Business News of Thursday, 13 July 2023

Source: www.ghanaweb.com

Fitch affirms African Development Bank at 'AAA', outlook stable

African Development Bank African Development Bank

Fitch Ratings has affirmed African Development Bank (AfDB)'s Long-Term Issuer Default Rating (IDR) at 'AAA' with a Stable Outlook.

The agency attributed the upgrade to a number of factors including the extraordinary support the bank receives from its non-regional shareholders, which was assessed at 'aaa'.

The ratings release posted by Fitch on July 10, 2023, said, “The shareholders' 'strong' propensity to support the bank translates into a zero-notch adjustment to our assessment of the capacity to support (aaa). The rating is also supported by the bank's Standalone Credit Profile (SCP), reflecting the lower of its assessments of 'aa' for solvency and 'aaa' for liquidity.”

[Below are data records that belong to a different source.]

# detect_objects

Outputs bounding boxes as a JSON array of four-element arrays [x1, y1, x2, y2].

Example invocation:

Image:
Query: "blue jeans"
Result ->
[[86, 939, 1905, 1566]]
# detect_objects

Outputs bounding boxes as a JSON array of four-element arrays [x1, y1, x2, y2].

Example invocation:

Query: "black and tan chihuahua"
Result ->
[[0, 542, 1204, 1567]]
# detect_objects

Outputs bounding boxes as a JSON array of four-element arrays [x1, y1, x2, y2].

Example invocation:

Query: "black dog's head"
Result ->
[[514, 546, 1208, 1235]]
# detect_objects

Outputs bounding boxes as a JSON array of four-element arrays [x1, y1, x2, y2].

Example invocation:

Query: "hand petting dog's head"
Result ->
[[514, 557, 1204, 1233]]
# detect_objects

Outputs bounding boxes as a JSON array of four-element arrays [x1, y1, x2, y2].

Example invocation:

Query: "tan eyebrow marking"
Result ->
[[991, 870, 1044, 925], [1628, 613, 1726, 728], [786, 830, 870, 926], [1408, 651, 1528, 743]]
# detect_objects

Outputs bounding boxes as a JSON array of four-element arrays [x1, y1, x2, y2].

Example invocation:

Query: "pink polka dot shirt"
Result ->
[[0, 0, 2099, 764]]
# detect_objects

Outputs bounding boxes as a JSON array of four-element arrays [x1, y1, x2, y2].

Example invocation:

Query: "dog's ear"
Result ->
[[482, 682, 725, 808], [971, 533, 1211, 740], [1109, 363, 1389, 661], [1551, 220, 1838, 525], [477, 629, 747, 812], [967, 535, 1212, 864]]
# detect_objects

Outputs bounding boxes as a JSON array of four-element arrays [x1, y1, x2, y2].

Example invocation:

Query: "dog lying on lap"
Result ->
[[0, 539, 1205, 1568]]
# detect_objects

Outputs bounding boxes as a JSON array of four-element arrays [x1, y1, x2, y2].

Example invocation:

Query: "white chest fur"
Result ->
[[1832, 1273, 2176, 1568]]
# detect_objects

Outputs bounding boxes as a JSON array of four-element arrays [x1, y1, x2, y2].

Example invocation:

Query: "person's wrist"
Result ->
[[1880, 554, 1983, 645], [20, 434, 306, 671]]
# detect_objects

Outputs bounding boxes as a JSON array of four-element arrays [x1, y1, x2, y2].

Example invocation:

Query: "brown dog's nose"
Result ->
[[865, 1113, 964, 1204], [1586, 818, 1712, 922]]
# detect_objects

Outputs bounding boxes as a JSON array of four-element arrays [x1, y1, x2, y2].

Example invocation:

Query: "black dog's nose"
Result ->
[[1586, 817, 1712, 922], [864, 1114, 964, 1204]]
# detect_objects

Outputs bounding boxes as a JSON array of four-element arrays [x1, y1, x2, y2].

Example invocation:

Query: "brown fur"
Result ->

Also, in May 2023, Fitch placed the US's 'AAA' Long-Term IDR on Rating Watch Negative (RWN).

The US is AfDB's second-largest shareholder, accounting for 6.3% of total capital and 38% of 'AAA' rated callable capital at end-2022.

The rating action puts pressure on the coverage of net debt by 'AAA' rated callable capital, the key metric to assess support under Fitch's criteria.

The coverage of net debt by 'AAA' rated callable capital improved to 217% at end-2022 from 189% at end-2021, reflecting new capital subscriptions under the bank's seventh general capital increase (GCI).

Fitch assumed that AfDB will receive additional support from its remaining 'AAA' rated shareholders as it did in 2021 when the Outlook on the US rating was Negative and other shareholders subscribed to temporary callable capital.

Meanwhile, other factors that led to the upgrade pointed to AfDB’s high credit risks which have been mitigated and significant non-Sovereign non-performing loans (NPL).

Also, Fitch believes the bank's risk management policies are conservative and assesses them as 'excellent', in line with its peers.

“AfDB's 'aaa' liquidity assessment reflects the bank's 'excellent' liquidity buffers, the high quality of liquid assets, and its access to capital markets. At the end-2022, liquid assets were 2.5x short-term debt,” Fitch added.